Pop culture obsessives writing for the pop culture obsessed.

Nothing Like The Holidays

Illustration for article titled Nothing Like The Holidays

There's no shortage of warmth in Nothing Like The Holidays, a rambunctious Christmas comedy-drama featuring a who's-who of Latino talent, including Alfred Molina, Elizabeth Peña, Freddy Rodríguez, John Leguizamo, Luis Guzmán, Jay Hernandez, Melonie Diaz, Vanessa Ferlito, and Debra Messing. (Okay, strike that last one.) It also features no shortage of clichés. Everyone in the cast looks like they're having the time of their lives, and the Humboldt Park, Chicago setting has a specificity and flavor that carries through everything from the storefronts to the food. Yet they're constantly at war with the damning conventions of the holiday-movie subgenre, which turn what might have been a 90-minute party into a loud, hoary, melodramatic calamity. Why does Christmas have to be so shouty?

As a boisterous family packs into their modest two-story for the holidays, they bring enough baggage to sabotage a decade's worth of seasonal get-togethers. Everyone gets a subplot: Patriarch Molina is on the outs with hot-tempered wife Peña, who suspects he's having an affair; Rodríguez comes home from a tour of duty in Iraq battle-weary, and unprepared to see his ex-girlfriend Diaz with another man; would-be actress Ferlito has the neighborhood proudly trumpeting her as the next big star, but she's floundered in Hollywood; and urban fast-trackers Leguizamo and Messing face open hostility for putting off having children in order to pursue their careers. (Note to Messing: If you want to make your mother-in-law happy, don't show up at her house yapping into a Bluetooth.)

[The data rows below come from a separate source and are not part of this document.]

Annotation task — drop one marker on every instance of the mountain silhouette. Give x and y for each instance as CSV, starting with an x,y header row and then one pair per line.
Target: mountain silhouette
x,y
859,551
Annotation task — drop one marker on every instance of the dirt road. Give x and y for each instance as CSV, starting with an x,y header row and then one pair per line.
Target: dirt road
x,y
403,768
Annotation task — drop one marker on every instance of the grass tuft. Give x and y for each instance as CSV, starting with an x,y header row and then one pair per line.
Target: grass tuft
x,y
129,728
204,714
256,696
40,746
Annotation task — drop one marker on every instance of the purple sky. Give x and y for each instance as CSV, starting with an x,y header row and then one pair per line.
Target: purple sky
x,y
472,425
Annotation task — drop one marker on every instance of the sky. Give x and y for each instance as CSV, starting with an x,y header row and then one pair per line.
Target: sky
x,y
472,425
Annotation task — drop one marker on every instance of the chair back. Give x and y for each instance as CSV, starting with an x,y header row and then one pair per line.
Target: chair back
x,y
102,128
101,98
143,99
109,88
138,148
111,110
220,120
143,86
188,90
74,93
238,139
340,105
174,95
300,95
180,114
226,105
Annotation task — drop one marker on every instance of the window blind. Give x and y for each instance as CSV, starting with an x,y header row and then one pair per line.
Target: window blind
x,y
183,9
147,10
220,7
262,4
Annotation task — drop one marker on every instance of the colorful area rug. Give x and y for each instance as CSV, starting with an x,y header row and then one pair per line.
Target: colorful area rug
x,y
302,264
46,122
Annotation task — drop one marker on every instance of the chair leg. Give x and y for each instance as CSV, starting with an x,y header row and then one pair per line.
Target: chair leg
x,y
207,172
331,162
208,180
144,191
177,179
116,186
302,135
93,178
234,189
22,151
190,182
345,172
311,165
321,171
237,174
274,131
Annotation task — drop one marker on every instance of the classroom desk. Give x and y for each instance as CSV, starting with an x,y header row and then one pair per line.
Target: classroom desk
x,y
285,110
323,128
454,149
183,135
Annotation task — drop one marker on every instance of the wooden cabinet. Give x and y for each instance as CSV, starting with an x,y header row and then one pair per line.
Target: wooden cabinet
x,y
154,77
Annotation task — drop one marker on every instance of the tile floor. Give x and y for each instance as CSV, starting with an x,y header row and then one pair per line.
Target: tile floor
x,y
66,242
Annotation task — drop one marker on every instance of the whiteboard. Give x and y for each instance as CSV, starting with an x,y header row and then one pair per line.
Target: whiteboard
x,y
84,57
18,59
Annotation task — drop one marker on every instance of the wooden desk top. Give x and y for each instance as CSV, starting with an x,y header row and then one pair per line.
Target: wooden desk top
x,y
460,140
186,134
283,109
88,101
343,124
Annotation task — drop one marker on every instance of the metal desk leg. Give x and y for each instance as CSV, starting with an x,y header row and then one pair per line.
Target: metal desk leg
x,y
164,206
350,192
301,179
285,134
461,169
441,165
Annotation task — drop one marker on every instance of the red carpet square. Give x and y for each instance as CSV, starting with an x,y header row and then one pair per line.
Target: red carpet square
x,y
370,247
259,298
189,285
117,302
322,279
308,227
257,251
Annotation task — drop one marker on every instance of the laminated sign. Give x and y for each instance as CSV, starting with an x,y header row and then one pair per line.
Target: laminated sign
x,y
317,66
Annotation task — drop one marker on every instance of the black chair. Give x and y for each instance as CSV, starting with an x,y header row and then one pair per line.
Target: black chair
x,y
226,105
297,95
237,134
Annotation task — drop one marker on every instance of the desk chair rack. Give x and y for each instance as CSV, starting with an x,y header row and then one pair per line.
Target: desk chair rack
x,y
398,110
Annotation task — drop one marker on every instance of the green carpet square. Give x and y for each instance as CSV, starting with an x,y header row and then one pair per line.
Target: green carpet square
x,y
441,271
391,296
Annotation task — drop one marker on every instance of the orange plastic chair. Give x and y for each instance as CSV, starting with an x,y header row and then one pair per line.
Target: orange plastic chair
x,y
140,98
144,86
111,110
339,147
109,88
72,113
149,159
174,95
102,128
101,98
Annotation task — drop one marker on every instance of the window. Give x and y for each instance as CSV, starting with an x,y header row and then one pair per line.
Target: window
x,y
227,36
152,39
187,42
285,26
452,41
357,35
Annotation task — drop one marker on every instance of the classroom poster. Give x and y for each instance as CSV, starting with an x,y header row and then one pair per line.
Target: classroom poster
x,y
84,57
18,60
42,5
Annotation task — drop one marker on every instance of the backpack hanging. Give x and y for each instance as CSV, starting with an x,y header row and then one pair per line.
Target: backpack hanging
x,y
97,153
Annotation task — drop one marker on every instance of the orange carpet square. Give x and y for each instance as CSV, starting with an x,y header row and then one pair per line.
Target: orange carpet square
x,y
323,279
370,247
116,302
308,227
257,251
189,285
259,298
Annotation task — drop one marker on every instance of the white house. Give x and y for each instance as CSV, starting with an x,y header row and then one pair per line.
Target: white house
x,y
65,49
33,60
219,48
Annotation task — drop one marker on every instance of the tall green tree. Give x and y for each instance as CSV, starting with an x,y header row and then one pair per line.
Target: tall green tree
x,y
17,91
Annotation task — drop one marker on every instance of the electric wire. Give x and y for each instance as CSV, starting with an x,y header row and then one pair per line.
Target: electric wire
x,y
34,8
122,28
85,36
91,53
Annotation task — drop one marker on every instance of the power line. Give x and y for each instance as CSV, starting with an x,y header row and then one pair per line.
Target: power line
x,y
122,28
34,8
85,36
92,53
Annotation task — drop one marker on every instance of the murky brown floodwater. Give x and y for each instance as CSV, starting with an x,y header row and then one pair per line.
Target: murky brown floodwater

In the middle of it all, there's a big, symbolic tree in front of the house—old and gnarled, blocking the view, yet unbowed by tow truck, chainsaw, or power tools. It's like this family, you see. Nothing Like The Holidays would have been much better off without the tree, which isn't to say the family should disband, but that the movie doesn't need clunky metaphors and manufactured conflicts. Take a cue from Guzmán, who serves as a kind of court jester, bouncing in and out of scenes in a one-man quest to bring levity to the occasion. The movie could stand to have more of his Christmas cheer; instead, it's a recast Family Stone.